Consumers think that healthy nutrition is automatically more expensive. They also suspect that when comestibles are more expensive, this is because they are healthier, although there is not a single shred of evidence to sustain this.
This has been shown by a study from the Ohio State University, the Vanderbilt University and the University of Georgia. These conclusions do not only show that manufacturers can ask higher sums for products with a healthy image, but it is also likely that consumers do not believe in a healthy impact if the product is relatively cheap.
"The myth that expensive products are of more value to our health, can have an important impact on consumer behaviour", says chief scientist Rebecca Reczek, marketing professor in the Ohio State University. "The price of a food product in itself appears to have an effect on the perceptions regarding healthy nutrition and even on the aspects of health which are to be considered important. The consumer is constantly bombarded with messages saying that higher prices and good health are somehow related."
"There are indeed a few categories in which healthy alternatives can be more expensive, like for instance some organic or gluten-free products", professor Reczek admits. "But that relation is not always present.
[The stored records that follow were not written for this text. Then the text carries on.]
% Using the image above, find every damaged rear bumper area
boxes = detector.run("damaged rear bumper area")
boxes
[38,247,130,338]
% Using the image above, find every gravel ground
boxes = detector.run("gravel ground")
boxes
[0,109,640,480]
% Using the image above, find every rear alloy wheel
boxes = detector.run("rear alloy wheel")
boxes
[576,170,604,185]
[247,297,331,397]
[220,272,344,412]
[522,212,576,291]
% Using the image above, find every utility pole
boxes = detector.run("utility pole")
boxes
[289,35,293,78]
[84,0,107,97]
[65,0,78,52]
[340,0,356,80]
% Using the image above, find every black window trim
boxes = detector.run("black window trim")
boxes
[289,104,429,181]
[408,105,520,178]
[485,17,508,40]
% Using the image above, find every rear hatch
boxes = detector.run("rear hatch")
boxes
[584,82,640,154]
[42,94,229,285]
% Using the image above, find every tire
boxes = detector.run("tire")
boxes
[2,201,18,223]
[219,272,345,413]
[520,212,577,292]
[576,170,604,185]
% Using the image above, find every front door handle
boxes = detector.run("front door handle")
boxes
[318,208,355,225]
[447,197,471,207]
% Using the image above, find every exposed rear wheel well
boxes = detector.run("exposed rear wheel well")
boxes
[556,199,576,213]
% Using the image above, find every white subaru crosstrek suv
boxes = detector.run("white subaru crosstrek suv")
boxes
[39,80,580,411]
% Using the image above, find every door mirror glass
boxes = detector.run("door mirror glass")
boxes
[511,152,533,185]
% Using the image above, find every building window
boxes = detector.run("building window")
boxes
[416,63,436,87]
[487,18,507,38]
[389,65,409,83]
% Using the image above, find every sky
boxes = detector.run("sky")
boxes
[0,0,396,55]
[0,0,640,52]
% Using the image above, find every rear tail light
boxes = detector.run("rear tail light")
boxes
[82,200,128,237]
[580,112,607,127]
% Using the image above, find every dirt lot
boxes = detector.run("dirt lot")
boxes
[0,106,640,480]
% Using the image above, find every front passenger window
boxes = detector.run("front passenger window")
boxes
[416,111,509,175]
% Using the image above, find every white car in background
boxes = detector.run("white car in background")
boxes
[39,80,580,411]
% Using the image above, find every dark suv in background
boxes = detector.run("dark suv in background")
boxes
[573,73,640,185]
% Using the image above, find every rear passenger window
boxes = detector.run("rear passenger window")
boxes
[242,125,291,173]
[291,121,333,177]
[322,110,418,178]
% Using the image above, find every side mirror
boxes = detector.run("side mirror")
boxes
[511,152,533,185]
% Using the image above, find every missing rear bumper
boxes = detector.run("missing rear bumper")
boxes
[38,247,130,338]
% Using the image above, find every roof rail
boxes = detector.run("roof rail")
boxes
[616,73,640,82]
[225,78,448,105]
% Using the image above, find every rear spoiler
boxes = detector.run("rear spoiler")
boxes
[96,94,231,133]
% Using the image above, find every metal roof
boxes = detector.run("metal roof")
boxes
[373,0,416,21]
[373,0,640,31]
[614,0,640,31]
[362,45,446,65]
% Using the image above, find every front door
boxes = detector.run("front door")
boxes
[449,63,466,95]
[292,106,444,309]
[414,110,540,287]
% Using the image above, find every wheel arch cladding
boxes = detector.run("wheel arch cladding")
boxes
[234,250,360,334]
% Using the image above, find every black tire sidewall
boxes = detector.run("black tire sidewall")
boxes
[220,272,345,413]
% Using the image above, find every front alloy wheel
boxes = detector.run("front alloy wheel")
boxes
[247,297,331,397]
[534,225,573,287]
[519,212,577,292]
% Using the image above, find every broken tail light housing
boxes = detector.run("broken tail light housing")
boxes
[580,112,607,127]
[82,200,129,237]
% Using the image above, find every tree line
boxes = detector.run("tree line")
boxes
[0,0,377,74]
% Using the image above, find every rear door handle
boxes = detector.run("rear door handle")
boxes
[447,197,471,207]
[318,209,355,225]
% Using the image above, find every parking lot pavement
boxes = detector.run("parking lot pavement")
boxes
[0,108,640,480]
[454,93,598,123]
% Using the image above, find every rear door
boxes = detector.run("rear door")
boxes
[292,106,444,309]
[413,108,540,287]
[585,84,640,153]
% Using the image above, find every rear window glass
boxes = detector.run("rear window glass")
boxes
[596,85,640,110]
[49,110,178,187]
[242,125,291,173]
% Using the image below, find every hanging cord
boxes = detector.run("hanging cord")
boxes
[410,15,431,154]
Nevertheless, the study has shown that the consumer does not only believe that healthy food will cost more, but also makes purchases based on this perception. It often turns out to be quite difficult to convince the consumer that the cheapest alternative might also be the healthiest option. In order to do this, extra evidence is often required."
According to Reczek, consumers need to be aware of that imprinted prejudice. "They should also be aware that choices regarding healthy food should not be taken based on intuition, but require research and information", the scientist says.